Rob's search thingy Crawler options

-a
Generate abstract file.
-c
Crawl instead of index.
This also enables charset conversion.
-b
Broken server: Do a combined HEAD and GET.
Some broken servers respond with a GET to a HEAD request. Others with a 403 or 500 error.
The default behaviour of the software is to do a HEAD, and if the content-type turns out to be text, HTML or PDF, then a GET.
With the '-b' option, the software will do a GET and abort the download if the content-type isn't text, HTML or PDF. These aborted download are reported as: 'Operation was aborted by an application callback'.

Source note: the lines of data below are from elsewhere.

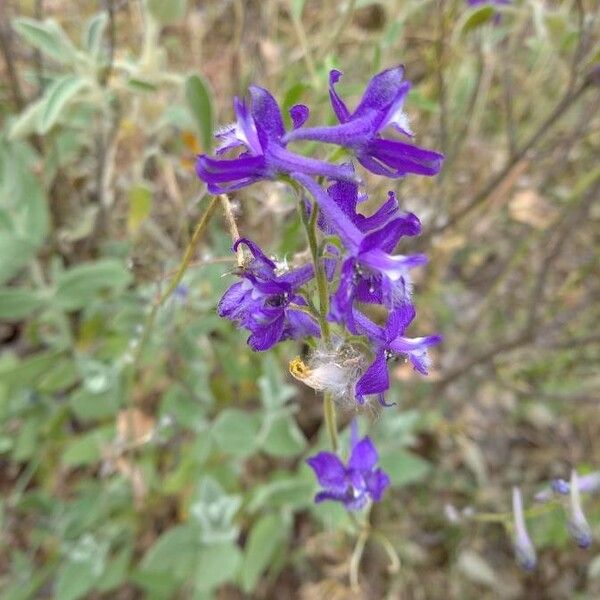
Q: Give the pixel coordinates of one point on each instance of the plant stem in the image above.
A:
(185, 262)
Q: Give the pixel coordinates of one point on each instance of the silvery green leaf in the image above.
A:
(200, 102)
(48, 37)
(92, 38)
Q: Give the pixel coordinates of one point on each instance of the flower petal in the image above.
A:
(381, 92)
(299, 114)
(330, 470)
(398, 320)
(266, 113)
(377, 483)
(403, 158)
(376, 379)
(266, 336)
(387, 237)
(257, 253)
(232, 301)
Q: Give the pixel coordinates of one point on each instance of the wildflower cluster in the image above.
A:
(562, 494)
(354, 265)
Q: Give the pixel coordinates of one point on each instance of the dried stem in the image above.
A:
(565, 103)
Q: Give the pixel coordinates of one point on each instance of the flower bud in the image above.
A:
(524, 550)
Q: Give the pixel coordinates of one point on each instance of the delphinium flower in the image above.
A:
(353, 265)
(258, 131)
(353, 484)
(266, 303)
(381, 107)
(524, 550)
(388, 342)
(369, 271)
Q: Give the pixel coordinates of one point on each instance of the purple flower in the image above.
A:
(258, 131)
(380, 107)
(354, 484)
(577, 524)
(478, 2)
(370, 273)
(263, 302)
(388, 342)
(524, 550)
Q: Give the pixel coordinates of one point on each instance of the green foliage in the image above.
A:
(173, 471)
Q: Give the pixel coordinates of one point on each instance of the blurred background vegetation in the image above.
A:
(174, 469)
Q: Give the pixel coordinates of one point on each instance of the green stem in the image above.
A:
(330, 419)
(310, 225)
(185, 262)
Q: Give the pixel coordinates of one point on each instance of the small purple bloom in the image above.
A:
(524, 550)
(354, 484)
(370, 273)
(388, 342)
(496, 2)
(263, 302)
(258, 131)
(380, 107)
(589, 483)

The file may be downloaded completely anyway. Especially small files downloaded over fast links. The abort works best when downloading large files over slow links.
-d
Enable debug.
-e
Enable external link report.
-f List_Of_Sites
List of files to be indexed. With '-c'; List of websites to be crawled.
-l
Allow more then 64k words.
-p
Index PDF files.
pdftotext needs to be installed for this.
-r
Re-use old wordlist.
Update this list to become the new wordlist.
-s
Print word stats.
Warning: Long list!
-t
Text output.
Can be used for debugging.
-u
Index non-ASCII.
This assumes UTF-8.
Note: Without this option the indexer will treat all non-ASCII as word delimiters.
-v
Print version and exit.
-w Wait_Time
Wait time between docs (s). ms resolution.
Default: 1 s.